To borrow a phrase from the late, great Rodney Dangerfield, “Basal insulin gets no respect.” Very few people know how to spell it correctly (basil? bazal? I mean, really!), and even fewer know what the heck it’s for. That’s a shame, because basal insulin (no “z”) is the foundation upon which insulin therapy is built.
Unlike its more famous little brother bolus, which is the rapid-acting insulin given to cover those delicious carbohydrates in our diet, basal’s job is much more mundane: to match the liver’s secretion of glucose into the bloodstream (and to prevent the liver from oversecreting glucose). Everyone’s liver does it, and a healthy pancreas responds by secreting a small amount of insulin into the bloodstream every few minutes.
How would we manage without basal insulin? Not so well. Because the liver is secreting glucose into the bloodstream continuously, a complete lack of insulin, even for just an hour or two, would result in a sharp rise in blood glucose level. Basal insulin also makes sure that the body’s cells are nourished with a steady supply of glucose to burn for energy. Without basal insulin, many of the body’s cells would starve for fuel. Some cells would resort to burning only fat for energy, and that leads to production of acidic waste products called ketones. The combination of dehydration (caused by high blood glucose) and heavy ketone production (from excessive fat metabolism) leads to a life-threatening condition known as diabetic ketoacidosis (DKA).

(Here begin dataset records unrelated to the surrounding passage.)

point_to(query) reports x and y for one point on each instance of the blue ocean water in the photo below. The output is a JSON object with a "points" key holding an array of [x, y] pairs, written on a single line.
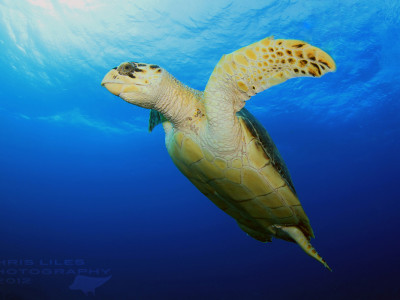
{"points": [[86, 192]]}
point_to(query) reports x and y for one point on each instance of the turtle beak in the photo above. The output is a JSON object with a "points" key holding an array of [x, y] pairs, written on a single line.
{"points": [[112, 82]]}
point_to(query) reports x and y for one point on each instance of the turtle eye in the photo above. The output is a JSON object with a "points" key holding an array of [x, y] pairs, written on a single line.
{"points": [[126, 69]]}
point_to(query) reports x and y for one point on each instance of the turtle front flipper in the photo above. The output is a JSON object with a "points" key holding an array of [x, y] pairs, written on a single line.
{"points": [[266, 63]]}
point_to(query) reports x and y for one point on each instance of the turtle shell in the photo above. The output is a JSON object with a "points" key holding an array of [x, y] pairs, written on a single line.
{"points": [[260, 133]]}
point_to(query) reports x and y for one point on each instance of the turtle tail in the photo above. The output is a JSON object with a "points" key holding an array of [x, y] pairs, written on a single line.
{"points": [[298, 236]]}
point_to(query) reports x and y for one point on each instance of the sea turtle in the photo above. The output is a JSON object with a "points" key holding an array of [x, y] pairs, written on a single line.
{"points": [[218, 145]]}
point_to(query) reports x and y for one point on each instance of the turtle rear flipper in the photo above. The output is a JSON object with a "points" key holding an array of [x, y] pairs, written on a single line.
{"points": [[298, 236]]}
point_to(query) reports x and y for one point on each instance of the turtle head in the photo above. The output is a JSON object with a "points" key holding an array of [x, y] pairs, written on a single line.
{"points": [[136, 83]]}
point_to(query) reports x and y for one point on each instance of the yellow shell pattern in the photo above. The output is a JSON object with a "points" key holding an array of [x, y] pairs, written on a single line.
{"points": [[246, 187]]}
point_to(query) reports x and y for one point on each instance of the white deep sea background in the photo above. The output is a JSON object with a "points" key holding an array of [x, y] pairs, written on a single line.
{"points": [[91, 202]]}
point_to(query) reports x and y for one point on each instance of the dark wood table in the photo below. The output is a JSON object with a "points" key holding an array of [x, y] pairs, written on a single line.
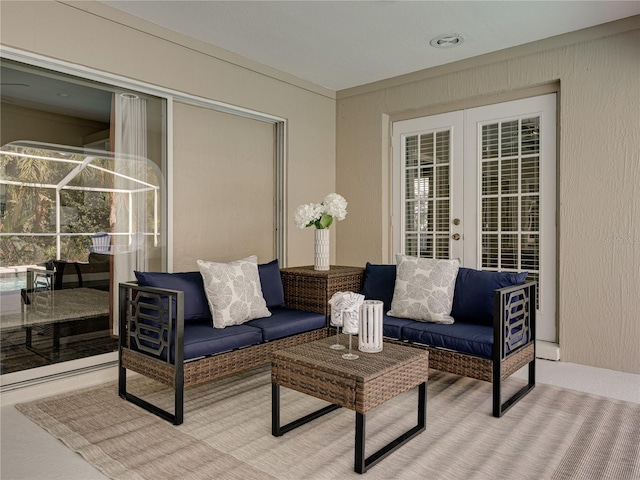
{"points": [[359, 385]]}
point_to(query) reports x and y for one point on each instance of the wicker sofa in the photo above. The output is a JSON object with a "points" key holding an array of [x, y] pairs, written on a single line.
{"points": [[166, 333], [493, 335]]}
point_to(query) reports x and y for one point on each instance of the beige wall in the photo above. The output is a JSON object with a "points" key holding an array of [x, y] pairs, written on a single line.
{"points": [[93, 35], [598, 73]]}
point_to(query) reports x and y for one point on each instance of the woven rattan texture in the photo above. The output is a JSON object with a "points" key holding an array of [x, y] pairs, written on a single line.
{"points": [[361, 384], [470, 365], [310, 290], [216, 366]]}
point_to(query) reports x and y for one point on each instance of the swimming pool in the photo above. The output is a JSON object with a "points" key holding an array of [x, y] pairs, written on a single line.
{"points": [[15, 282]]}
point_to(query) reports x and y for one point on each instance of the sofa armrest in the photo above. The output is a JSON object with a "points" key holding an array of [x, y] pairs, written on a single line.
{"points": [[151, 322], [514, 317]]}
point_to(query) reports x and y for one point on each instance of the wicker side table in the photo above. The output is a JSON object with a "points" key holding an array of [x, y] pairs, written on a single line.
{"points": [[310, 290]]}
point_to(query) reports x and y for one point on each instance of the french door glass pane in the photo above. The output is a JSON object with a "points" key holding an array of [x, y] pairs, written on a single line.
{"points": [[510, 190], [426, 194]]}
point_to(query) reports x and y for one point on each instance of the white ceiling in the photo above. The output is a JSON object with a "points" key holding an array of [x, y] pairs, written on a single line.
{"points": [[342, 44]]}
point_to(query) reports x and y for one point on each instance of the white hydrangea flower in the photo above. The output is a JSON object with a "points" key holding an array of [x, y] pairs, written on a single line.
{"points": [[305, 215], [321, 215], [335, 205]]}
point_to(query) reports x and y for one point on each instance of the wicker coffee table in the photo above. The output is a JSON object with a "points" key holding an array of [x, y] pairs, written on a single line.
{"points": [[358, 385]]}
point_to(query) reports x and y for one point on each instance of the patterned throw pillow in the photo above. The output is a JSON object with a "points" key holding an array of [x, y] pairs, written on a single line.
{"points": [[233, 291], [424, 289]]}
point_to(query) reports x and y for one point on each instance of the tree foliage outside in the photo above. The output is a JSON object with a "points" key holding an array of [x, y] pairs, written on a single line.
{"points": [[29, 210]]}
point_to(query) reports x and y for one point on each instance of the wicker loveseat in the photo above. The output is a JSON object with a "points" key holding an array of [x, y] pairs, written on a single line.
{"points": [[166, 333], [491, 338]]}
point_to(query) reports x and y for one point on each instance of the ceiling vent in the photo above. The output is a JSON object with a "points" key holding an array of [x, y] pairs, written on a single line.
{"points": [[448, 40]]}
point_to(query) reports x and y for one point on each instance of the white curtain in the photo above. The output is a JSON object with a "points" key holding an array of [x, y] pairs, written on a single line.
{"points": [[129, 214]]}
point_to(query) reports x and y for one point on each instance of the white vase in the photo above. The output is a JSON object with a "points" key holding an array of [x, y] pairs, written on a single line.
{"points": [[321, 256]]}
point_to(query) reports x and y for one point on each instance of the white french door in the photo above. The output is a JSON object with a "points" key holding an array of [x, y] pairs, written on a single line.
{"points": [[480, 185]]}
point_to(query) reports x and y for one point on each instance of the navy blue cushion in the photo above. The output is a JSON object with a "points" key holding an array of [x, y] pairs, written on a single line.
{"points": [[392, 326], [379, 283], [473, 296], [201, 339], [271, 283], [284, 322], [195, 300], [459, 336]]}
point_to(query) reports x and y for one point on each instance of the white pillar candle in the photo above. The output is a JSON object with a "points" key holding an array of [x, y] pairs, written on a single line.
{"points": [[370, 337]]}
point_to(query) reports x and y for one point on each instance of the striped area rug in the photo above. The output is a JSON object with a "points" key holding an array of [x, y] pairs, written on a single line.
{"points": [[552, 433]]}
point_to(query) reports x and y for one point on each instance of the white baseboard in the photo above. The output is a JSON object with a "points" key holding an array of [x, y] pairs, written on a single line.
{"points": [[547, 350]]}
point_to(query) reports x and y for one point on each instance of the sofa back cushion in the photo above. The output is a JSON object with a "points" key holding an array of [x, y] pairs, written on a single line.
{"points": [[195, 301], [379, 283], [271, 283], [473, 296]]}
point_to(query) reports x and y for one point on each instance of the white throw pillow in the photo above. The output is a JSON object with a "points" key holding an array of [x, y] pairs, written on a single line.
{"points": [[424, 289], [233, 291]]}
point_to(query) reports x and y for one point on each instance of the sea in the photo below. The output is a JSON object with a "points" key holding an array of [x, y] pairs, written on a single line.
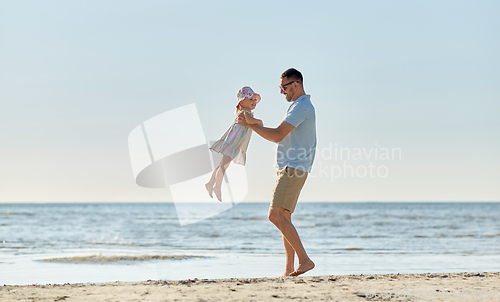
{"points": [[341, 238]]}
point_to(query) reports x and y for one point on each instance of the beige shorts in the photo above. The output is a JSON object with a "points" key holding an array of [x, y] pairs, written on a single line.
{"points": [[288, 185]]}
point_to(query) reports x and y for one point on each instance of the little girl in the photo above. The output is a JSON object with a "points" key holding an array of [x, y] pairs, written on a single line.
{"points": [[233, 144]]}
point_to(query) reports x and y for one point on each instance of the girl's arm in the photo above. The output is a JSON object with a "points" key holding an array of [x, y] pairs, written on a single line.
{"points": [[251, 120]]}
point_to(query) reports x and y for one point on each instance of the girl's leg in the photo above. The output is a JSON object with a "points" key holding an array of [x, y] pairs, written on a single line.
{"points": [[224, 163]]}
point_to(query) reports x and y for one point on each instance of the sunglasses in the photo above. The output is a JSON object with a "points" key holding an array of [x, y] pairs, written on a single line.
{"points": [[282, 87]]}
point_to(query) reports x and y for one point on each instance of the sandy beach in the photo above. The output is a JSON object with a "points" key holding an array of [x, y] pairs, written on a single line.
{"points": [[387, 287]]}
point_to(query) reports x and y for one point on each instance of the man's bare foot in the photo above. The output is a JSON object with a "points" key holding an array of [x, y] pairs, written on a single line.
{"points": [[210, 189], [218, 193], [302, 268]]}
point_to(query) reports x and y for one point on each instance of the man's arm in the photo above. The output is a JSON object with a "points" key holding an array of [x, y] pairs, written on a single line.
{"points": [[271, 134], [251, 120]]}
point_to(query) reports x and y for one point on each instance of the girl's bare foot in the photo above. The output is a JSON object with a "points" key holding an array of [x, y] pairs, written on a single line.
{"points": [[286, 273], [218, 193], [302, 268], [209, 189]]}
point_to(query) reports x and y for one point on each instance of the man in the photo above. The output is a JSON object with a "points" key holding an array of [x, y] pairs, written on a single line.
{"points": [[296, 138]]}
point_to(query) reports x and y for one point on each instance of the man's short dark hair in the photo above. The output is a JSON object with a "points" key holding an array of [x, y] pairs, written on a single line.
{"points": [[292, 74]]}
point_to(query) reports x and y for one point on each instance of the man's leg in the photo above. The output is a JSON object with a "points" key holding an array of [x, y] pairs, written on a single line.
{"points": [[277, 217], [289, 251]]}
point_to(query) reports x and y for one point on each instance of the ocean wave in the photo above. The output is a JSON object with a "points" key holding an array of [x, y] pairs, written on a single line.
{"points": [[108, 259]]}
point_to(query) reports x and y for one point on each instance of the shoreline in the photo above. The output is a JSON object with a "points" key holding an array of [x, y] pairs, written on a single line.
{"points": [[401, 287]]}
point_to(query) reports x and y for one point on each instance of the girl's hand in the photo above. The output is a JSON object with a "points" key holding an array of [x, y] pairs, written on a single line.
{"points": [[242, 120]]}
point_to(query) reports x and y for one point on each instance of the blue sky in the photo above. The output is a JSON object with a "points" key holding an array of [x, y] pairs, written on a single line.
{"points": [[421, 76]]}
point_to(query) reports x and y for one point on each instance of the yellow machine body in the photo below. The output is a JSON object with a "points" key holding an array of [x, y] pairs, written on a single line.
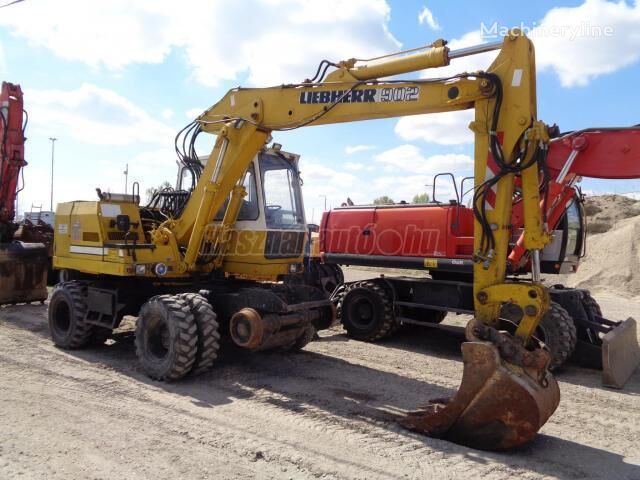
{"points": [[87, 239]]}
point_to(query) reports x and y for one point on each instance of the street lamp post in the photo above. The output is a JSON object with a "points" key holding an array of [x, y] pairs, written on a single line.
{"points": [[53, 143], [325, 202]]}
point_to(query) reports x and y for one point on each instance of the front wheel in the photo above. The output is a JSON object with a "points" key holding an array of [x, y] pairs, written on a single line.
{"points": [[367, 311], [166, 338], [67, 310]]}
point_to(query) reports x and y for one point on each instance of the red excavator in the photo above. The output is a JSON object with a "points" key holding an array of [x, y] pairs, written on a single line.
{"points": [[438, 238], [25, 248]]}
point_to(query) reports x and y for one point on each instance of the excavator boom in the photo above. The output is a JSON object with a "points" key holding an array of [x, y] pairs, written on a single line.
{"points": [[23, 266]]}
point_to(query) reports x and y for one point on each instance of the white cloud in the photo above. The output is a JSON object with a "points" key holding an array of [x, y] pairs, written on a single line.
{"points": [[94, 115], [354, 166], [351, 149], [426, 16], [268, 41], [584, 42], [409, 158], [448, 128]]}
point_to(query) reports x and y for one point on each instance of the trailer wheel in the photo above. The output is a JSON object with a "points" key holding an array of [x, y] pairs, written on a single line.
{"points": [[166, 338], [367, 311], [558, 332], [208, 335], [67, 309]]}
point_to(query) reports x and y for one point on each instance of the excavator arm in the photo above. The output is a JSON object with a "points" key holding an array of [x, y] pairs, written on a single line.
{"points": [[506, 393]]}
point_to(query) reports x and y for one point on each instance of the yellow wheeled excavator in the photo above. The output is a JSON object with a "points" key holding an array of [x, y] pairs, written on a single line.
{"points": [[233, 243]]}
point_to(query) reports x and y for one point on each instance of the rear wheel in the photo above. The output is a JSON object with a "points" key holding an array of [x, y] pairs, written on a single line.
{"points": [[208, 336], [67, 310], [166, 338], [367, 311]]}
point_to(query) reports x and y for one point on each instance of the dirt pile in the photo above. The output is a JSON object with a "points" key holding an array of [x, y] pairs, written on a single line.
{"points": [[613, 247], [604, 211]]}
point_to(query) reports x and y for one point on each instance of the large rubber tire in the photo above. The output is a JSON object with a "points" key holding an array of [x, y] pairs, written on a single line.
{"points": [[208, 335], [166, 338], [558, 332], [67, 310], [367, 311]]}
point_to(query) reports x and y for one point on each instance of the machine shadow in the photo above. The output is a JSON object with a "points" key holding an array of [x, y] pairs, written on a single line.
{"points": [[326, 387]]}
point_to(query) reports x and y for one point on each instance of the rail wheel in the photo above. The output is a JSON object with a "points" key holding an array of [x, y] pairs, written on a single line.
{"points": [[166, 338], [367, 311], [67, 309]]}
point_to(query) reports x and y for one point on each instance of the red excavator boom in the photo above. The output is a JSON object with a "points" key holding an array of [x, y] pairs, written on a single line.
{"points": [[438, 237], [24, 267], [11, 149]]}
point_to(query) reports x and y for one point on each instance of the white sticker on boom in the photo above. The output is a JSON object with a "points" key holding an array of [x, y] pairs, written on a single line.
{"points": [[517, 77], [110, 210]]}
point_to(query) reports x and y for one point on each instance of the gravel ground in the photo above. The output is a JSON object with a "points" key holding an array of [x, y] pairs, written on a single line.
{"points": [[327, 412]]}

Suffice it to say that basal insulin is necessary for maintaining blood glucose control, not to mention survival. So where does one find basal insulin? How much is needed? And when should it be taken?
Each person’s basal insulin requirement is unique. It’s affected by factors such as body size, activity level, stage of growth, hormone levels, and the amount (if any) of internal insulin production from one’s own pancreas.
During a person’s growth years (up to age 21), basal insulin requirements tend to be heightened throughout the night. This is due to the production of hormones (growth hormone and cortisol) that stimulate the liver to release extra glucose into the bloodstream. After the growth years, production of these hormones is reduced and limited primarily to the predawn hours. The dawn effect, or dawn phenomenon, as this is called, results in an increased secretion of glucose by the liver in the early morning. As a result, basal insulin requirements in most adults tend to peak during the early morning hours.
To match these requirements, basal insulin can be supplied in a variety of ways. Intermediate-acting insulin (NPH) taken once daily will usually provide basal insulin around the clock, albeit at much higher levels 4–8 hours after injection and at much lower levels 16–24 hours after injection. Insulin glargine (brand name Lantus) and insulin detemir (Levemir) offer a relatively peakless insulin presence for approximately 24 hours, although the insulin level may wane a few hours earlier in some people. Insulin pumps deliver basal insulin in the form of tiny pulses of rapid-acting insulin every few minutes throughout the day and night. With a pump, the basal insulin level can be adjusted and fine-tuned to closely match the liver’s ebb and flow in glucose secretion.
Basal option 1: NPH at bedtime. The advantage of this program is the peak that occurs during the predawn hours — for those who need it. The disadvantages include the unpredictability of the peak and the potential for a blood glucose rise in the daytime and evening as the insulin action falls to very low levels at these times.